Fernando Encinar, chefe de estudos do idealista, acredita que "o resultado da votação mostra que o decreto não teve o consenso de partidos, inquilinos ou proprietários. Neste momento, abre-se um período de reflexão que deve levar-nos a tomar medidas que visem aumentar a oferta, melhorar a qualidade da existente e situar os preços em níveis razoáveis”.

Um debate crítico contra a reforma do arrendamento

O ministro do Fomento, José Luis Ábalos, defendeu, perante os deputados, a necessidade da modificação da lei de arrendamento devido à emergência habitacional. "É uma primeira resposta à falta de política de habitação dos últimos anos. Trata-se de uma tentativa de reverter a reforma do arrendamento de 2013", argumentou sem convencer as outras partes da Câmara.

Para Ana Maria Zurita, do Partido Popular, "consideramos que não funciona, que não resolve os problemas de habitação social e protegida, quando todas as medidas afetam o mercado livre. Não respondem ao problema real da habitação em Espanha, que é a falta de oferta e a falta de segurança jurídica. A única coisa que este decreto fez num mês foi conseguir menos contratos de arrendamento e mais caros. Isso criou problemas absolutamente desnecessários", argumentou a deputada que confirmou a recusa do Partido Popular.

"A política pública de habitação social tem sido um desastre. Apenas 2,5% do mercado habitacional em Espanha é de habitação social, mas este DR não fornece soluções claras para isso. Apostamos por uma colaboração público-privada, dando segurança jurídica ao setor. Temos de fornecer soluções de habitação a um preço acessível e bem definido ", afirmou Miguel Ángel Garaulet, de Ciudadanos. "O problema da falta de habitação social afeta apenas 4% do mercado de arrendamento do país, e sua solução é afetar todo o mercado de arrendamento de Espanha, 4 milhões de pessoas que são poupadas e têm seus apartamentos em arrendamento", concreto.

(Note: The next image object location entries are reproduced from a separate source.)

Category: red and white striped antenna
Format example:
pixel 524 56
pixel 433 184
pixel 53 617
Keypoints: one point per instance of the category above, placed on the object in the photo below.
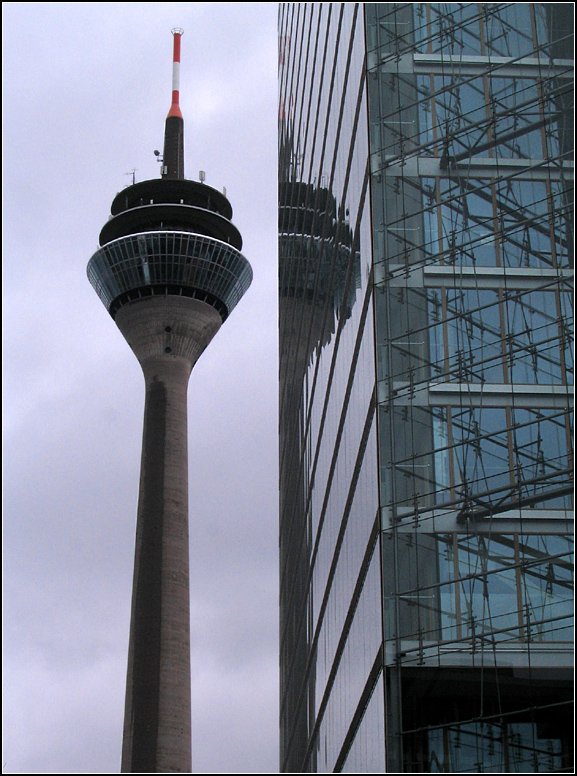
pixel 173 158
pixel 175 105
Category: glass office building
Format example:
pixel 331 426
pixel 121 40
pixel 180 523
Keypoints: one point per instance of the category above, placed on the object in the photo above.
pixel 425 216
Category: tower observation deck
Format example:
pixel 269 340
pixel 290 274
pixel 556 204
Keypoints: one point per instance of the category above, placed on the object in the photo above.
pixel 169 271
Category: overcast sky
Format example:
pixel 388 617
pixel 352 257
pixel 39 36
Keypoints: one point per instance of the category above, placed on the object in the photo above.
pixel 86 91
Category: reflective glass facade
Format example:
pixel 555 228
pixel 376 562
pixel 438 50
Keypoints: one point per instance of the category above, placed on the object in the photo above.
pixel 425 212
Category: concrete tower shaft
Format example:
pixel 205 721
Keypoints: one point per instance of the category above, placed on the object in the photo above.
pixel 169 271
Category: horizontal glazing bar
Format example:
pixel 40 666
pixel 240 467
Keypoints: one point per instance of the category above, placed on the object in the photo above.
pixel 171 259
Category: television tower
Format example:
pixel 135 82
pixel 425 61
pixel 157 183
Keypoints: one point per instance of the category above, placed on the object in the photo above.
pixel 169 271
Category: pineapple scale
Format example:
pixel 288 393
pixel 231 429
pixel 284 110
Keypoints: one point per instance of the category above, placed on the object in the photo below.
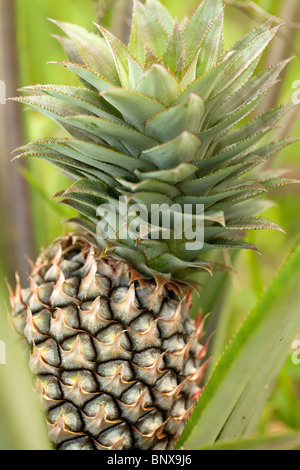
pixel 118 361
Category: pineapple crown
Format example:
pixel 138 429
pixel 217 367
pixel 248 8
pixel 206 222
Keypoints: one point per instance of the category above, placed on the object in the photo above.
pixel 162 121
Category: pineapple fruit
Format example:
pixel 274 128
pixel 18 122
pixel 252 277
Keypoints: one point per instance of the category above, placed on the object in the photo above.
pixel 118 360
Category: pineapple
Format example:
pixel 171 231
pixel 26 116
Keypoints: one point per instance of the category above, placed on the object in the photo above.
pixel 118 360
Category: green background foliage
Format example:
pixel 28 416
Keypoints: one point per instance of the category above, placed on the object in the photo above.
pixel 229 296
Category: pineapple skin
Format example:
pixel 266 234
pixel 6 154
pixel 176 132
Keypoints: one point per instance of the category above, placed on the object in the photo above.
pixel 117 358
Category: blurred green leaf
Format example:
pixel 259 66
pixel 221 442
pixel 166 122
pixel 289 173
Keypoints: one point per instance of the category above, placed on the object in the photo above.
pixel 241 383
pixel 286 442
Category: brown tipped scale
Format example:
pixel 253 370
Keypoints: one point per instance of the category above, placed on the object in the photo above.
pixel 117 361
pixel 164 120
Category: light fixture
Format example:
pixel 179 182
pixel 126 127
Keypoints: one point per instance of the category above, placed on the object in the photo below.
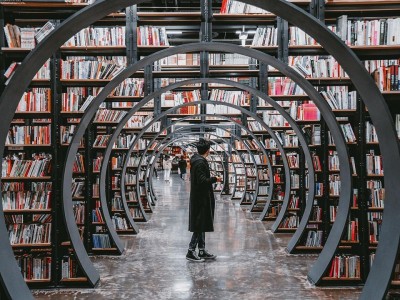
pixel 243 36
pixel 173 32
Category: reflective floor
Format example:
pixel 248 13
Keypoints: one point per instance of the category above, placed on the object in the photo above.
pixel 251 263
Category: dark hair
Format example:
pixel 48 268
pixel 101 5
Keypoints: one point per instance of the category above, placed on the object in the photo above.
pixel 203 146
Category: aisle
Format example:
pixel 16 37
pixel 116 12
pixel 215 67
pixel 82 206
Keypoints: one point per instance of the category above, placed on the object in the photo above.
pixel 251 263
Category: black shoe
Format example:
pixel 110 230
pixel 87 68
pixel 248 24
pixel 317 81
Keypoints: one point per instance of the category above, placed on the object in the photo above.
pixel 204 254
pixel 192 256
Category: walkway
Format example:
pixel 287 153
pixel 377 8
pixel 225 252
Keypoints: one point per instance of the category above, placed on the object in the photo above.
pixel 251 263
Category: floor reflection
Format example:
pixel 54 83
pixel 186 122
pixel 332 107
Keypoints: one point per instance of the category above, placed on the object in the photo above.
pixel 251 263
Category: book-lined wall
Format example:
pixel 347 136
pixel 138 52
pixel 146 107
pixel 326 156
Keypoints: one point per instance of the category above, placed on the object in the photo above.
pixel 97 54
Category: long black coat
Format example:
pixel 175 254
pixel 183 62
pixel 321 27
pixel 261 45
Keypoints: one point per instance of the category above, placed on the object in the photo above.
pixel 202 201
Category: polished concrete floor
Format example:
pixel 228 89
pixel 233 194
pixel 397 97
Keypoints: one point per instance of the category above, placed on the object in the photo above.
pixel 251 263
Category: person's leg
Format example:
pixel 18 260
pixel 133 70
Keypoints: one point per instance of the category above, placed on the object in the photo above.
pixel 194 241
pixel 191 254
pixel 203 253
pixel 201 242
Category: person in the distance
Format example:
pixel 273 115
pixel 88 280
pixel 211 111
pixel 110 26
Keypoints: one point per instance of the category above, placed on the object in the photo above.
pixel 202 202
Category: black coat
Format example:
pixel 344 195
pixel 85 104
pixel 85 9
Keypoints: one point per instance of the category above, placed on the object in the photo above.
pixel 202 201
pixel 182 164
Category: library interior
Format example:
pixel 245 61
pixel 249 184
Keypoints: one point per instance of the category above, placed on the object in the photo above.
pixel 127 123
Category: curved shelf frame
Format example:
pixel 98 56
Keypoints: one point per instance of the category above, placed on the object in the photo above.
pixel 369 92
pixel 159 151
pixel 195 133
pixel 286 70
pixel 142 132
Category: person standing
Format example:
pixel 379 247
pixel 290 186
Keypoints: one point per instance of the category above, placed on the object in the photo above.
pixel 182 164
pixel 202 202
pixel 167 165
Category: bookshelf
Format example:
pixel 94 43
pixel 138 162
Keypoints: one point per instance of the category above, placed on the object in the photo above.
pixel 368 93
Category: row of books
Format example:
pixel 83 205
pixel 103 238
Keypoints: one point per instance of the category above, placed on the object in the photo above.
pixel 317 66
pixel 291 221
pixel 376 198
pixel 339 97
pixel 334 185
pixel 124 141
pixel 314 238
pixel 29 233
pixel 367 32
pixel 293 159
pixel 136 212
pixel 79 164
pixel 79 213
pixel 120 223
pixel 294 201
pixel 35 100
pixel 240 98
pixel 101 241
pixel 98 36
pixel 333 161
pixel 237 7
pixel 301 111
pixel 152 36
pixel 116 202
pixel 97 216
pixel 69 267
pixel 374 226
pixel 387 78
pixel 34 267
pixel 294 180
pixel 25 168
pixel 374 164
pixel 26 37
pixel 77 188
pixel 101 140
pixel 110 115
pixel 13 200
pixel 26 135
pixel 89 69
pixel 287 138
pixel 345 266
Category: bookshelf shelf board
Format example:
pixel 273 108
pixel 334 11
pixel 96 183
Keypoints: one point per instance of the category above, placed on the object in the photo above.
pixel 104 249
pixel 396 282
pixel 124 98
pixel 285 230
pixel 309 248
pixel 342 278
pixel 28 145
pixel 124 230
pixel 48 4
pixel 76 279
pixel 375 208
pixel 41 245
pixel 29 211
pixel 45 178
pixel 343 242
pixel 38 280
pixel 18 50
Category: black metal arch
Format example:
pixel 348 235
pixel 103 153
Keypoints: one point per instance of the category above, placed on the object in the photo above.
pixel 285 162
pixel 337 134
pixel 380 114
pixel 309 203
pixel 205 126
pixel 210 126
pixel 191 133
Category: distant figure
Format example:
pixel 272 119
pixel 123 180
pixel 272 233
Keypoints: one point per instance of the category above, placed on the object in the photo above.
pixel 167 165
pixel 182 164
pixel 202 202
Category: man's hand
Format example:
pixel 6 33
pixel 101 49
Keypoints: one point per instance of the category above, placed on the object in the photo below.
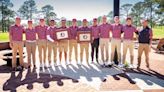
pixel 150 48
pixel 11 44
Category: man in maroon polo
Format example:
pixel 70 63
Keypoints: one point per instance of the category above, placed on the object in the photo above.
pixel 52 42
pixel 104 39
pixel 116 29
pixel 84 45
pixel 16 43
pixel 73 39
pixel 30 34
pixel 95 39
pixel 128 31
pixel 42 42
pixel 63 44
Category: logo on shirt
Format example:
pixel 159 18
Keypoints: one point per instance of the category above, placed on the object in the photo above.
pixel 85 37
pixel 62 35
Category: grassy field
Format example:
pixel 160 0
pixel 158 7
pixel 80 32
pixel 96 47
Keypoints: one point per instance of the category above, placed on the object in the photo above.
pixel 4 37
pixel 157 31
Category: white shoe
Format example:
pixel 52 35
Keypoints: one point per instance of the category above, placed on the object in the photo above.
pixel 41 65
pixel 59 64
pixel 121 65
pixel 131 66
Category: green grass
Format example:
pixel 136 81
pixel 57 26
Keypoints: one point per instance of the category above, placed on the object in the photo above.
pixel 4 37
pixel 157 31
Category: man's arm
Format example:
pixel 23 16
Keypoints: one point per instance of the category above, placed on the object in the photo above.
pixel 10 37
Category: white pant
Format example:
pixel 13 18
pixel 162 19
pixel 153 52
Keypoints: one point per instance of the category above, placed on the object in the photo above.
pixel 128 44
pixel 104 43
pixel 116 44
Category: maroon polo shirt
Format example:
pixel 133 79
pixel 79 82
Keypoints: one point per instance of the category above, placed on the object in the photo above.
pixel 41 31
pixel 95 31
pixel 129 31
pixel 73 32
pixel 16 32
pixel 116 30
pixel 51 31
pixel 30 34
pixel 104 30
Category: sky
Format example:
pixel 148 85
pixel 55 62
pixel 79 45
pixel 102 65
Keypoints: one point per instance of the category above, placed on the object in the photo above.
pixel 79 9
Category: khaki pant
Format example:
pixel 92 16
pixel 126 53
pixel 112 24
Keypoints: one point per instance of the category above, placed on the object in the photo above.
pixel 84 46
pixel 143 48
pixel 128 44
pixel 52 46
pixel 42 47
pixel 17 46
pixel 104 43
pixel 63 45
pixel 73 43
pixel 31 49
pixel 116 44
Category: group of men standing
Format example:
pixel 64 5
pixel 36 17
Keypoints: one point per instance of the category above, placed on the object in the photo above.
pixel 44 37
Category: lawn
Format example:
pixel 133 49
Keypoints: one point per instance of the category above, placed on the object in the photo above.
pixel 157 31
pixel 4 36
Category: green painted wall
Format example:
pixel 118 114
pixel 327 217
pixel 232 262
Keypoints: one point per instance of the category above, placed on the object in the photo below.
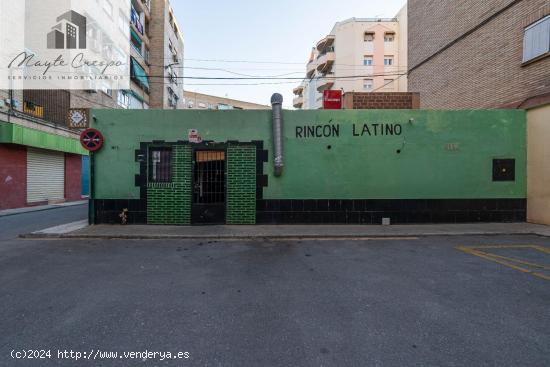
pixel 21 135
pixel 241 184
pixel 444 154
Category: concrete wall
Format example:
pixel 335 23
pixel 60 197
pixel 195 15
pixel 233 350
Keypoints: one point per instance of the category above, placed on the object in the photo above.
pixel 538 165
pixel 440 154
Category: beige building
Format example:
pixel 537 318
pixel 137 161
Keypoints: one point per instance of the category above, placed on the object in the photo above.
pixel 199 101
pixel 358 55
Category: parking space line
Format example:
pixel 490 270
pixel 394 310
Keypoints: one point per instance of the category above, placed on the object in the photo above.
pixel 516 260
pixel 500 259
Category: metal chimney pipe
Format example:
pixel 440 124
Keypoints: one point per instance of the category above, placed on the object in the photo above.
pixel 277 105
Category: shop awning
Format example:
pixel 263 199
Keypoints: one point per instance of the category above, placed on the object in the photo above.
pixel 22 135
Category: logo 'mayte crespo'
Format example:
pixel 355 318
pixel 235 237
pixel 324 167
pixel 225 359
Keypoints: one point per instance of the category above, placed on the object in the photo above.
pixel 69 33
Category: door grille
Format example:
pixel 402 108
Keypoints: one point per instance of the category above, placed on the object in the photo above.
pixel 209 177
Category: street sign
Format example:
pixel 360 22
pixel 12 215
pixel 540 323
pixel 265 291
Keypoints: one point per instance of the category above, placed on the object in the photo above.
pixel 78 118
pixel 332 100
pixel 91 140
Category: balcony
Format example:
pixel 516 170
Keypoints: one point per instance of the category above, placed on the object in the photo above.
pixel 328 41
pixel 298 90
pixel 325 61
pixel 324 83
pixel 298 102
pixel 311 67
pixel 143 6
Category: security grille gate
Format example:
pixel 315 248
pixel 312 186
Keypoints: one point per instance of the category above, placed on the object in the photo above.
pixel 209 187
pixel 45 176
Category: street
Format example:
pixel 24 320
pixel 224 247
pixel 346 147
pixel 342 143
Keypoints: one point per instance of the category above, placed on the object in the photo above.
pixel 383 302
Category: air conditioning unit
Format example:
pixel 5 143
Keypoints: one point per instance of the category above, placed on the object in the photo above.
pixel 96 46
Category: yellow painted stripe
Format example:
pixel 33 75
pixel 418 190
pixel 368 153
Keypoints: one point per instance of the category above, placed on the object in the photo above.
pixel 473 251
pixel 516 260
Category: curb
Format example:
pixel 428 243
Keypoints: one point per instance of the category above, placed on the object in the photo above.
pixel 268 237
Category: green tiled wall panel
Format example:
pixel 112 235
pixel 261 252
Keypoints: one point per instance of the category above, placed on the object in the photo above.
pixel 171 203
pixel 241 184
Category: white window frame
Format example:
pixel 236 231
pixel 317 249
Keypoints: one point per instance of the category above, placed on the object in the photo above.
pixel 371 81
pixel 536 40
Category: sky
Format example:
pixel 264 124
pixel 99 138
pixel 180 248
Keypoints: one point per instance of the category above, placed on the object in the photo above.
pixel 260 38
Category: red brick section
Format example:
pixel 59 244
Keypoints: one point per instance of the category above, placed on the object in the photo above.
pixel 483 69
pixel 381 101
pixel 13 176
pixel 73 177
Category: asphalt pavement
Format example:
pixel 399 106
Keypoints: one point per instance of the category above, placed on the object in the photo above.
pixel 382 302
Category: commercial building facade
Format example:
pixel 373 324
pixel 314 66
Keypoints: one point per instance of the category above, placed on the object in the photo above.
pixel 355 166
pixel 359 55
pixel 41 159
pixel 40 163
pixel 201 101
pixel 488 54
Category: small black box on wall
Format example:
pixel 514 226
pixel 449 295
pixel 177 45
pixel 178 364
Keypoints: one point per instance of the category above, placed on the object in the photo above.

Lucía Martín, do Podemos, expressou seu desacordo com o texto do regulamento e criticou que este se publicasse em plena negociação entre as duas partes. "Lançaram este decreto que foi lido pela primeira vez quando foi publicado no BOE. Foi uma tentativa óbvia de diluir o nosso acordo e abandonar muitas medidas que, relutantemente, conseguimos aceitar quando negociámos os Orçamentos. Renunciaram a modifição para indicar de que os preços dentro de um mesmo contrato só poderiam aumentar a nível de IPC, ou que os conselhos municipais podem limitar os aumentos abusivos dos arrendamentos".